Der Leichtbau-Roboter ist ideal geeignet für Anwender, die erstmals Roboter in ihrer Produktion verwenden möchten. (Bildquelle: Fanuc)

Der Leichtbauroboter ist ideal geeignet für Anwender, die erstmals Roboter in ihrer Produktion verwenden möchten. (Bildquelle: Fanuc)
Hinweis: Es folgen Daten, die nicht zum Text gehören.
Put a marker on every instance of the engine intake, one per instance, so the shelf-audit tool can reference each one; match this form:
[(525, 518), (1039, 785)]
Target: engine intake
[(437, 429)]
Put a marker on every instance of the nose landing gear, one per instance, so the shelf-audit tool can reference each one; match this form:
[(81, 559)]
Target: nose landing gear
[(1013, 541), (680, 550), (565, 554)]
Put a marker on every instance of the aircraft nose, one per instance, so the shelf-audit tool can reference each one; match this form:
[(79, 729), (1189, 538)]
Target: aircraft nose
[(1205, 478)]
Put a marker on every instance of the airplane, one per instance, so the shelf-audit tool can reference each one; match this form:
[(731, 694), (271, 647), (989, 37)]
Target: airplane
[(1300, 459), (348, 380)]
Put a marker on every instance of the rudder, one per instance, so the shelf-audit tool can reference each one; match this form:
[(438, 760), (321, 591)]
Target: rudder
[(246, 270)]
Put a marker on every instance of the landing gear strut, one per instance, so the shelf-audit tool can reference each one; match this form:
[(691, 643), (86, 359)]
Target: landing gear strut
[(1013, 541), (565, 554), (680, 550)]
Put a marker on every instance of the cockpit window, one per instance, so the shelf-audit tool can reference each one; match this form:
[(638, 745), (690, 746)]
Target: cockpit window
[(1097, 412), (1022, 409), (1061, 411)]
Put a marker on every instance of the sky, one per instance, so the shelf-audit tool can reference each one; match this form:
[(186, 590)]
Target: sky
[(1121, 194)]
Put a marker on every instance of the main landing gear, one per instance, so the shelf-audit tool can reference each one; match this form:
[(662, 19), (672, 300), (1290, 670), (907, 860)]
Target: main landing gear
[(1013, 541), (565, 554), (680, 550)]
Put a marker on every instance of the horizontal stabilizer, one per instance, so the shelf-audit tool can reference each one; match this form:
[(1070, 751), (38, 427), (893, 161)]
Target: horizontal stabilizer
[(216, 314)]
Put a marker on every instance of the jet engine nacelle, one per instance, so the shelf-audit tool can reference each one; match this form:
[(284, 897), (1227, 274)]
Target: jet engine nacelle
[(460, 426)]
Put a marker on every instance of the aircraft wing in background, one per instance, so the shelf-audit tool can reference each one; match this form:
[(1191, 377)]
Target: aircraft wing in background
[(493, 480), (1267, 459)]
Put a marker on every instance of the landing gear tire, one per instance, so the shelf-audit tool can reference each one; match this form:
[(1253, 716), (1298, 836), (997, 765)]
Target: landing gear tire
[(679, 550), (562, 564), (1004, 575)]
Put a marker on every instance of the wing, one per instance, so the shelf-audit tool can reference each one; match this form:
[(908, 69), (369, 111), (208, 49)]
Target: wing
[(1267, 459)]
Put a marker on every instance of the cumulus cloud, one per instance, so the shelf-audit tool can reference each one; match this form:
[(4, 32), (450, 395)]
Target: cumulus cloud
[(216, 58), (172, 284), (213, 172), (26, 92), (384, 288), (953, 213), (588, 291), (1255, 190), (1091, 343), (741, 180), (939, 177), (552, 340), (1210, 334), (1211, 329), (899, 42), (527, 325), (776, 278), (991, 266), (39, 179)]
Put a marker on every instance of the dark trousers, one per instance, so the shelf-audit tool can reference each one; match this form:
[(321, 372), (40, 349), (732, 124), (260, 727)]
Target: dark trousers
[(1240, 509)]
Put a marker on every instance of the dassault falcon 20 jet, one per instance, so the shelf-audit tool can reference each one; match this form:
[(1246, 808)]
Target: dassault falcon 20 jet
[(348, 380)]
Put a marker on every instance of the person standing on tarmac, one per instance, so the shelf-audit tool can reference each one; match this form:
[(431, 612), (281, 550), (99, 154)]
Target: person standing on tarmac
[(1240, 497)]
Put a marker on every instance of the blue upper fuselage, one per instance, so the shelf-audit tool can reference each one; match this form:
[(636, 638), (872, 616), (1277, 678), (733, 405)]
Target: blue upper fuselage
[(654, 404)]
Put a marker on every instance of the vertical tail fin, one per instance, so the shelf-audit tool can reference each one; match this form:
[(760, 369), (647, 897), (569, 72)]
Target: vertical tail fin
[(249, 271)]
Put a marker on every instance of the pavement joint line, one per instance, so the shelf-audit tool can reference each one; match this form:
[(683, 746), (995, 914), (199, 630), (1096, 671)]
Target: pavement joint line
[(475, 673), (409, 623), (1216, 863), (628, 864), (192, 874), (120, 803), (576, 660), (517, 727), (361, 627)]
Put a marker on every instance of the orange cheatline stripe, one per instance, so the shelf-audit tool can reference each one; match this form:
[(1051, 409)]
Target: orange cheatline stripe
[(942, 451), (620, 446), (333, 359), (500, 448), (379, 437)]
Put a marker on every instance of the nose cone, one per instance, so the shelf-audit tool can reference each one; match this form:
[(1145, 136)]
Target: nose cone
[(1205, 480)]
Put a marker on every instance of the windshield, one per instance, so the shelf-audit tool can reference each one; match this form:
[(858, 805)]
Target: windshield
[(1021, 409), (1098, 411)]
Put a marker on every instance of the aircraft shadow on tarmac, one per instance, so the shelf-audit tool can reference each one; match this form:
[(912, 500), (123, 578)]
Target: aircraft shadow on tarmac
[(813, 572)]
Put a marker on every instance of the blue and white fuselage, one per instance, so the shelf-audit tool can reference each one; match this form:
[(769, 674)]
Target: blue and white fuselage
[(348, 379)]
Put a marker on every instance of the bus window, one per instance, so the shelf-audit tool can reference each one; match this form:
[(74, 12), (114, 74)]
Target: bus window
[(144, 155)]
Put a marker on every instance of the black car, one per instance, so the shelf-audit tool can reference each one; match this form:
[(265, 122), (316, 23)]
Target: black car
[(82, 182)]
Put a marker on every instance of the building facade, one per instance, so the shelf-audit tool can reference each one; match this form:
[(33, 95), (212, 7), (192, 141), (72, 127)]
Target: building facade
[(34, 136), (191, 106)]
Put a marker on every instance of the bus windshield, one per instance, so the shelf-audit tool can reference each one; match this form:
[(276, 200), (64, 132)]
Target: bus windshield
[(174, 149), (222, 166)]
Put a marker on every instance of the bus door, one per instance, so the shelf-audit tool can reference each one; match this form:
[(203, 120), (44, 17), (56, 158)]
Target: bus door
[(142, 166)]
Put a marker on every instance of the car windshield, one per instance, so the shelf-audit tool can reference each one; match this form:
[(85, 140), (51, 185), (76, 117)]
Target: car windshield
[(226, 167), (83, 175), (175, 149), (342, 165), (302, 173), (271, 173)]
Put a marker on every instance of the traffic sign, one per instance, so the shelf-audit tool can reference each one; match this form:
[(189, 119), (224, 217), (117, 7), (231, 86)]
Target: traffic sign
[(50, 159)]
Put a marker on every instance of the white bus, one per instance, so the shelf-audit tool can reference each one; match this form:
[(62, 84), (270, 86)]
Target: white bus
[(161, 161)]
Außerdem kann das Teach-Pendant durch einen Tablet-Computer ersetzt werden, was aufgrund einer speziellen neuen Benutzeroberfläche den Bedienkomfort erhöht. Die neue Benutzeroberfläche eignet sich durch intuitive Bedienung besonders für Anwender mit geringer Programmiererfahrung. Der Roboter ist dadurch ideal geeignet für Anwender, die erstmals Roboter in ihrer Produktion verwenden möchten. Während Kunden in der Automobilindustrie ihre Fertigung schon stark automatisiert haben, nimmt der Bedarf bei kleinen und mittelständischen Firmen stetig zu. Der Leichtbauroboter kommt in zwei Varianten: Als Kurzarm-Version mit einer Reichweite von 1,2 Metern und als Langarm-Version, deren Arm bis zu 1,4 Meter weit reicht. Die Tragkraft liegt jeweils bei 10 Kilogramm. Er kann mit einem Vision-System ausgestattet werden, was etwa das autonome Laden und Entladen von Behältern oder Regalsystemen ermöglicht. Auch im Bereich Sensorik gibt es eine Neuheit: Der 3DV/1600-Vision-Sensor ermöglicht schnelle Bildaufnahmen bei einem deutlich erweiterten Blickfeld von bis zu 1.600 mm Durchmesser. Damit lassen sich auch große Teile sicher von dem Sensor erfassen. Weil sowohl Sensor als auch Roboter aus demselben Hause stammen, sind alle Bildverarbeitungsprozesse wie Programmierung und Anwendung in der Robotersteuerung integriert. Diese Lösung sorgt für einen großen Vorteil gegenüber Lösungen, bei denen zunächst der Sensor über einen PC mit dem Roboter verbunden werden muss.